“知道,皇玛嬷,我一定乖。”
    花卷重重点头,“我还帮额娘带弟弟。”
    阮烟和安妃、钮钴禄氏等人不禁都笑了。
    孩子天真的话,叫众人蒙着雾气的心情好了不少。
    钮钴禄氏走后,阮烟回头就约束了钟粹宫上下不许对毓庆宫的事说三道四,安妃也同样这么管教景阳宫上下的人。
    没过几日,果然出事了,永寿宫几个宫女说毓庆宫的闲话,碰巧被万岁爷给听见了。
    万岁爷当场就发作,将那几个宫女拿下,重打六十大板。
    那几个宫女险些没被打死,惠嫔也得了皇上的训斥,宫内宫外顿时间人人自危,没人敢再提毓庆宫的事。
    处置了惠嫔等人,康熙脸上犹然带着怒气。
    梁九功等伺候的人都提心吊胆,深怕遭遇池鱼之殃。
    要说康熙不知道今日下午的“偶遇”是太子的手笔,那也不可能,这点儿小算计,即便是他听不到旁人的心声,如何能看不破?
    但康熙仍然为太子感到委屈。
    他看向梁九功,“梁九功!”
    “奴才在!”
    梁九功忙走出列来,答应一声。
    “让御膳房做几道太子爱吃的菜,给毓庆宫送去。”康熙沉着脸说道,“另外,去传顺天府尹进来。”
    “喳。”
    梁九功心里松了口气,心知万岁爷这口气的出处有去处了。
    果不其然,顺天府尹进宫后挨了康熙一顿臭骂,被康熙责令去彻查外面流言之事,顺天府尹从养心殿出来时,后背的汗水把朝服都打湿了。
    出来后,他直奔府衙,满脸怒气。
    任凭谁瞧见了,都知道,这京城的风要起了。
    不过两三日功夫。
    京城里传流言的人没了,就算是权贵人家,提起毓庆宫三个字,也是眉眼闪烁,彼此挤眉弄眼的,没人敢提起毓庆宫的事。

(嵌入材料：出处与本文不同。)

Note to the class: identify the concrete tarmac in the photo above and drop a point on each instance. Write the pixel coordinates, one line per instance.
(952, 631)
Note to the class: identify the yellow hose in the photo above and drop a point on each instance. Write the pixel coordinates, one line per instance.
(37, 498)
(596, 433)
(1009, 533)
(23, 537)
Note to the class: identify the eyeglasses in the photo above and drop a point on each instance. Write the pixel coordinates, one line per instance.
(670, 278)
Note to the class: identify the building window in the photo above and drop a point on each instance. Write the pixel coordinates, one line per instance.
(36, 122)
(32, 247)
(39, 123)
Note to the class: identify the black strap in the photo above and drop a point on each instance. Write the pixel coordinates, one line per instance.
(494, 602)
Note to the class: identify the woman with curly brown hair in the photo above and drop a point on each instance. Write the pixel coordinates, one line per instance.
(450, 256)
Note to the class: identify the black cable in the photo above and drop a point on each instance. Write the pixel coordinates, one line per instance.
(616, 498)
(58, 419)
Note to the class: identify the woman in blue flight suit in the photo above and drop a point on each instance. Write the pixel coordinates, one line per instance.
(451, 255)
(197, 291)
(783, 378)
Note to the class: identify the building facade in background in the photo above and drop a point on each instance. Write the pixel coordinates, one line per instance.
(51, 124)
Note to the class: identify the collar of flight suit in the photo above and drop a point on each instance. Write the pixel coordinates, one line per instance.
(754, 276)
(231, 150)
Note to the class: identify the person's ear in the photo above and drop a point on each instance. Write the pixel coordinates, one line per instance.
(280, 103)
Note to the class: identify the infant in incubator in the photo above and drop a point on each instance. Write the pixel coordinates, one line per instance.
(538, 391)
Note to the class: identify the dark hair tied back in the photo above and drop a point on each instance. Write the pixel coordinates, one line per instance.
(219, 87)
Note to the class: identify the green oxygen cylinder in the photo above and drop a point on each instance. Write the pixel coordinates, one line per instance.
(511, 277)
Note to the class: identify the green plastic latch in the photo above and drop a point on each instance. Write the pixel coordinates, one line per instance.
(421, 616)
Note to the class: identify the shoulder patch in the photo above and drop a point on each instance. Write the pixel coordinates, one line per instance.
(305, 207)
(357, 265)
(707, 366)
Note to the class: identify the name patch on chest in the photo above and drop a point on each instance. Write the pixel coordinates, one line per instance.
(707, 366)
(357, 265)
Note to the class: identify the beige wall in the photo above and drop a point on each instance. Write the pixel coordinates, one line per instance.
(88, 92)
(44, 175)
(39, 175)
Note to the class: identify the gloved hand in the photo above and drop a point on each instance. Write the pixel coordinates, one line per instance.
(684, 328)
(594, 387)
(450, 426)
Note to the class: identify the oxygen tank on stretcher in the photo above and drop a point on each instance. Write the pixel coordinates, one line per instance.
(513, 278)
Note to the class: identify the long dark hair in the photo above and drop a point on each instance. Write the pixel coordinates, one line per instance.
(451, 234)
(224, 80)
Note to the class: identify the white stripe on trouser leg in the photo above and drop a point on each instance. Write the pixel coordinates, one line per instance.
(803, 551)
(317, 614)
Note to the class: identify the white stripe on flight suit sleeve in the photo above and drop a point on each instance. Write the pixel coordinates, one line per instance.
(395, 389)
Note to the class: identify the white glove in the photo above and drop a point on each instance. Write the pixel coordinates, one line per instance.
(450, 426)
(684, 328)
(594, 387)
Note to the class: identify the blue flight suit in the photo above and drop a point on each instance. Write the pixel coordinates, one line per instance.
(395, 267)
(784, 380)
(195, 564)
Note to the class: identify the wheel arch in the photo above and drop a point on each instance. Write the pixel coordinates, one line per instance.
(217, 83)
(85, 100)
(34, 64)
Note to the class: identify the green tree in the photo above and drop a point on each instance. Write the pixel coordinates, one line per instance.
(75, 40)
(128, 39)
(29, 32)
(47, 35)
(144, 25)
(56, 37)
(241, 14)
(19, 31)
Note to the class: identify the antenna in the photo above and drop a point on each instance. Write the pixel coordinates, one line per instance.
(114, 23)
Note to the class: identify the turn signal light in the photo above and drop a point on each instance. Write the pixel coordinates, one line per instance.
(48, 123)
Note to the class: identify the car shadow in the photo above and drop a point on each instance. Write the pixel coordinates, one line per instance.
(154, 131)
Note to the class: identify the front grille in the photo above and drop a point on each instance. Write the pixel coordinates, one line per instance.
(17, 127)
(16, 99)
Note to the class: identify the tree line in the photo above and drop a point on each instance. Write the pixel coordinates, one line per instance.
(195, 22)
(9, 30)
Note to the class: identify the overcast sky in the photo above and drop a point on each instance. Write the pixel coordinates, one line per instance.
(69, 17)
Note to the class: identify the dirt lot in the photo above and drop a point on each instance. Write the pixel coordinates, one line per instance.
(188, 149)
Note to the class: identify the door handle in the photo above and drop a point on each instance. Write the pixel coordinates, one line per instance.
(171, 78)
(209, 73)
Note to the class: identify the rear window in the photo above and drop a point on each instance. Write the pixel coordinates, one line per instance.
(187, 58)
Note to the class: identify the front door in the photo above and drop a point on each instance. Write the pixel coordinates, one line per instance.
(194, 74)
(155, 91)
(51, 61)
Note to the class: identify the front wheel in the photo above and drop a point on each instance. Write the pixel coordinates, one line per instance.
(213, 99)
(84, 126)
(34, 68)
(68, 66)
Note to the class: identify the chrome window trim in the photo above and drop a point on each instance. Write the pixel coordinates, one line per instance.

    但到底,话是传出去了,就算是如今堵住了众人的嘴,难道就能堵住众人的心?
    阮烟私底下都不禁对安妃暗暗叹道:“出这主意的人够狠,这么一来,就算这件事查清楚了,太子的名声也被抹黑了。”
    对太子来说,长子的夭折的确可怜。
    但在外人看来,这何尝不是太子无能的一种表现?
    无论结果是治家不严,还是兄弟相残,都是一样的。
    如果说早几个月索额图还在朝廷上,兴许太子的处境还不至于这么糟糕,偏偏索额图已经乞骸骨,如今在家里养老了。
    赶在腊月初,毓庆宫的事,总算是查清楚了。
    太子长子,竟然是被太子的妾室所害,而那妾室害那小阿哥的原因也不过是因为被侧福晋李佳氏借着小阿哥的名义截了几次胡。
    就这么几次,侧福晋李佳氏浑然不放在眼里。
    但对于那个格格来说,那几次机会却是她少有的能见到太子的机会,太子好美色,毓庆宫美人诸多,每一个美人的花期都很短暂,一旦错过得宠机会,再想得宠便是千难万难。
    那个格格因为被李佳氏截胡,没多久毓庆宫又来了新人,因此彻底被太子抛到脑后。
    而侧福晋李佳氏却能因为小阿哥的出息,依旧被太子疼爱,那格格心中的这口气如何能平息?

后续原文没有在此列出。